Further, the Circuit Court agreed with the district court that the mere availability of alternate designs is not enough to defeat a functionality claim, as one of the rationales of the functionality doctrine is to prevent firms from appropriating basic forms that go into many designs. Thus, preserving basic elements for the public domain is not the functionality doctrine’s only role. Rather, as TrafFix stressed, another goal of the functionality doctrine is to separate the spheres of patent and trademark law, and to ensure that the term of a patent is not extended beyond the period authorized by the legislature. The appeals court agreed with the lower court’s finding that a design such as Greenwich’s x-frame chair is functional not because it is the only way to do things, but because it represents one of many solutions to a problem.

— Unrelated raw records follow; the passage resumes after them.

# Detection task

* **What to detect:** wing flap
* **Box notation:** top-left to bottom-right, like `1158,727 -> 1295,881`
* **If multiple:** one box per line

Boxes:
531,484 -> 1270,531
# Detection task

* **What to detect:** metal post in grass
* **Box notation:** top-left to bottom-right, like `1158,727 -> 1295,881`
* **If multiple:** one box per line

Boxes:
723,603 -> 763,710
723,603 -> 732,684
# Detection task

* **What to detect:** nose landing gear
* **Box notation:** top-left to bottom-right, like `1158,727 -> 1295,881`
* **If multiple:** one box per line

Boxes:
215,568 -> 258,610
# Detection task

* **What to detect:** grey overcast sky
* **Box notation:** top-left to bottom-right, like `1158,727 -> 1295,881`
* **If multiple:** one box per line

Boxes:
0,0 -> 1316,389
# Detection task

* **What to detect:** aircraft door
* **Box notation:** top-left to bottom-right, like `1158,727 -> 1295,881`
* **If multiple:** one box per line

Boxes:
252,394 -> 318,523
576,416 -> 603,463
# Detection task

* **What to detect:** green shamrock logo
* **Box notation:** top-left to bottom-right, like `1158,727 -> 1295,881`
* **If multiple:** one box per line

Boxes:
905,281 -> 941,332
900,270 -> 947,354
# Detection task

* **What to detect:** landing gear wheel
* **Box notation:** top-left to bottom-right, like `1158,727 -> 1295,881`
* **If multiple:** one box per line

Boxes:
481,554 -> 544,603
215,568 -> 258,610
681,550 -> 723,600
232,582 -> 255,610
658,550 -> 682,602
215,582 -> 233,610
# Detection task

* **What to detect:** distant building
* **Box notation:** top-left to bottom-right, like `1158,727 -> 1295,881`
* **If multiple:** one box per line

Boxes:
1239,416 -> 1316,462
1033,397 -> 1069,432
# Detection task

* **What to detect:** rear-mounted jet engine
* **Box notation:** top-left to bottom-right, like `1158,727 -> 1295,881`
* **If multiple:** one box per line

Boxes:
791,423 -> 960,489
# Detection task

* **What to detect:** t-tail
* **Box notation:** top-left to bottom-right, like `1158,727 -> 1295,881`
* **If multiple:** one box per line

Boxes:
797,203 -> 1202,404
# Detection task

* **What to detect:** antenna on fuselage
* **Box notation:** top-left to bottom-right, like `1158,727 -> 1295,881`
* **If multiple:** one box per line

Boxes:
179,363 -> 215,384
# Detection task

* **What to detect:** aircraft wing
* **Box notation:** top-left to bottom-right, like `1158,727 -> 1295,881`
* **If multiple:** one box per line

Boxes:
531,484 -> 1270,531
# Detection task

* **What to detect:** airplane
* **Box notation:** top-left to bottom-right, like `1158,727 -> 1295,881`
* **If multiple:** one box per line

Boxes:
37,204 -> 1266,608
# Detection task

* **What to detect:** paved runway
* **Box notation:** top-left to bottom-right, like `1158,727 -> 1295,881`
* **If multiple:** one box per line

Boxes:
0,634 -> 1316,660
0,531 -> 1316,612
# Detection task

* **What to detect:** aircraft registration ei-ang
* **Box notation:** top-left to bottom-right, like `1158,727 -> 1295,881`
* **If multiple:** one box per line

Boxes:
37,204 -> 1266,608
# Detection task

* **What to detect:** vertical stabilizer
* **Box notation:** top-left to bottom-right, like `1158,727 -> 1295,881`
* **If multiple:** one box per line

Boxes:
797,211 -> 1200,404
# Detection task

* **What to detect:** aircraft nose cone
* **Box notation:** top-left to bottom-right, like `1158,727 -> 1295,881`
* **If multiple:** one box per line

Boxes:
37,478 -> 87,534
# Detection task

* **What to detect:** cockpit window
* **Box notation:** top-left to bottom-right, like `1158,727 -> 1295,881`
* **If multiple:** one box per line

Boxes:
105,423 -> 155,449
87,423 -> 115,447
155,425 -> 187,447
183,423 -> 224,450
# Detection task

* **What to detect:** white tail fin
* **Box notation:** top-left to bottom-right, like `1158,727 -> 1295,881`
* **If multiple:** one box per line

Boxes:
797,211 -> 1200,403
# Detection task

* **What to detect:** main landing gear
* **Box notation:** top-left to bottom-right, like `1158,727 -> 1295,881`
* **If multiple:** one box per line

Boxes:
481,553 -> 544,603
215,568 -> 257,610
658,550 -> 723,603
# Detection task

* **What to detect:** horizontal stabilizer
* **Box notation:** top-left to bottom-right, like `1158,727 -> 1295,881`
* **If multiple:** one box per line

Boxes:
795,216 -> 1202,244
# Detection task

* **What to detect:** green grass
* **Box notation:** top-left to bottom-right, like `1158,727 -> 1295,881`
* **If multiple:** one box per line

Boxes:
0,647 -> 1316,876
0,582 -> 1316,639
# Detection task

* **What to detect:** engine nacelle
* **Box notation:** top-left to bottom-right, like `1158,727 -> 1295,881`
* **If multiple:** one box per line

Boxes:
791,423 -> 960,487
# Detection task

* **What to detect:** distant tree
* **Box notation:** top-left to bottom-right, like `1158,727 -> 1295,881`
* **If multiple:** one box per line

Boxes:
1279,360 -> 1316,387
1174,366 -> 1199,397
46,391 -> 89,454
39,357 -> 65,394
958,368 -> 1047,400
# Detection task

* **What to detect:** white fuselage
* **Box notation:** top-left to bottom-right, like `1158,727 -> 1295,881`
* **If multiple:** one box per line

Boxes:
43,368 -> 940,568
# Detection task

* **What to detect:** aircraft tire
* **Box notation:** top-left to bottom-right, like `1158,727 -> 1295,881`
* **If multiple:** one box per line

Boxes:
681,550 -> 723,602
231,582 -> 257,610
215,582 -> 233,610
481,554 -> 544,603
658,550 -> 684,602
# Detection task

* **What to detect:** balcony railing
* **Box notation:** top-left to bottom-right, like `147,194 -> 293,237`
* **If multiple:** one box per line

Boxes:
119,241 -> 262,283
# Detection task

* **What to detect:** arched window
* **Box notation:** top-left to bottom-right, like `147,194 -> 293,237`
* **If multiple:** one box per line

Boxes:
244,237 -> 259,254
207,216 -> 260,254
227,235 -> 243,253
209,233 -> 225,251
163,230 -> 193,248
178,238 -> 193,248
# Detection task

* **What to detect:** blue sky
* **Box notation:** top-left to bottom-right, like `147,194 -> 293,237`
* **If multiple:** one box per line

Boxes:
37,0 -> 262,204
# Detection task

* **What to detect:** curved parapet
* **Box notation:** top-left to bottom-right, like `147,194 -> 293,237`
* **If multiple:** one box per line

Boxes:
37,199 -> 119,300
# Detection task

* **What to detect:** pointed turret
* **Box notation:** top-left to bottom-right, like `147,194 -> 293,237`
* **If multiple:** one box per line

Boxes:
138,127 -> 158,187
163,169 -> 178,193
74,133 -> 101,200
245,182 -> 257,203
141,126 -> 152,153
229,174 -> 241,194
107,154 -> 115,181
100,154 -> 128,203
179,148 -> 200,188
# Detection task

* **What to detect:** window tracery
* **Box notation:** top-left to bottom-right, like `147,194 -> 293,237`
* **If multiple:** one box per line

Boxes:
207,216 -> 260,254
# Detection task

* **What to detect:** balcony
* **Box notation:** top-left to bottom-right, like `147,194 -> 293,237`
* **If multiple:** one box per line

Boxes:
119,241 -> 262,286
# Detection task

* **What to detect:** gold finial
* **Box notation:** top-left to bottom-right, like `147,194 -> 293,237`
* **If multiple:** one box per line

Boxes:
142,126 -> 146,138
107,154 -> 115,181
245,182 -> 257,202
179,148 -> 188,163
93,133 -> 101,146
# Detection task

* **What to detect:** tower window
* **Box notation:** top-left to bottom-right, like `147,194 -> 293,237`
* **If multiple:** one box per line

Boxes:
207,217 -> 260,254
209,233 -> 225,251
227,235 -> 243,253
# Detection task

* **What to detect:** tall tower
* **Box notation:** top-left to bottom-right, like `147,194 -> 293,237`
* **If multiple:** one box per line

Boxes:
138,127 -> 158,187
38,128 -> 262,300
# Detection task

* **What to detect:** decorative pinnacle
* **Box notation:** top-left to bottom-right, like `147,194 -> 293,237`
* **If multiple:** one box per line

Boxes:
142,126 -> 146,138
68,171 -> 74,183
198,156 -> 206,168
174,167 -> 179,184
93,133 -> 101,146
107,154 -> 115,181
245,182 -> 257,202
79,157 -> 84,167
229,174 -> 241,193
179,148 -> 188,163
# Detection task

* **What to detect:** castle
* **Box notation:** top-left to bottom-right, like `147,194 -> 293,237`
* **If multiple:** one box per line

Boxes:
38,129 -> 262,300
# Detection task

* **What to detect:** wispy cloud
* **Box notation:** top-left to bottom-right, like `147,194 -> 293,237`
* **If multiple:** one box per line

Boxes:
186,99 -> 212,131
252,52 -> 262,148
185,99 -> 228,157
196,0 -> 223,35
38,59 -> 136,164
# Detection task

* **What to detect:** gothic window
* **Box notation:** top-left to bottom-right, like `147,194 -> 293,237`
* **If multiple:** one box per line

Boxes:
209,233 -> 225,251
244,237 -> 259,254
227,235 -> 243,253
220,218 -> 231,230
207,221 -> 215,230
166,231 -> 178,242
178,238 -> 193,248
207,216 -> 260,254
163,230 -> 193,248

Greenwich argued that other designs are stronger, or thinner, or less likely to collapse when someone sits on the backrest, or lighter and so easier to carry and set up. While granting that the list of alternative designs was very long, the court found that this means only that all of those designs are functional, in the sense that they represent different compromises along the axes of weight, strength, kind of material, ease of setup, ability to connect the chairs, and so on. A novel or distinctive selection of attributes on these many dimensions can be protected for a time by a utility patent or a design patent, but it cannot be protected forever as one producer’s trade dress. Instead, when the patent expires, other firms should be free to copy the design to the last detail in order to increase competition and drive down the price that consumers pay.
Greenwich cited cases holding that a product whose overall appearance is distinctive can be protected under the trademark laws, even though most of the product’s constituent elements serve some function. In each such case, the court noted that what made the appearance “distinctive” was a nonfunctional aspect of the design.
Finally, the Seventh Circuit found that because the district court did not commit clear error in finding Greenwich’s design to be functional, it was unnecessary to decide whether Greenwich committed fraud on the PTO. Greenwich expressed concern that the district judge’s finding of fraud might affect future litigation against a different competitor. In response, the Court stated that issue preclusion (collateral estoppel) applies only to issues actually and necessarily resolved in the first case. In this case, it was not necessary for the district court to address fraud on the PTO, so the district court’s opinion on this subject should not have preclusive effect.
CONCLUSION
This decision highlights the importance that expired utility patents can have on a functionality analysis applied to a trademarked design. It also shows that a common argument against a finding of functionality, namely, that alternate designs are available, may not succeed if those alternate designs are simply alternate functional designs that represent a different balance of functional elements to achieve the same functional goal.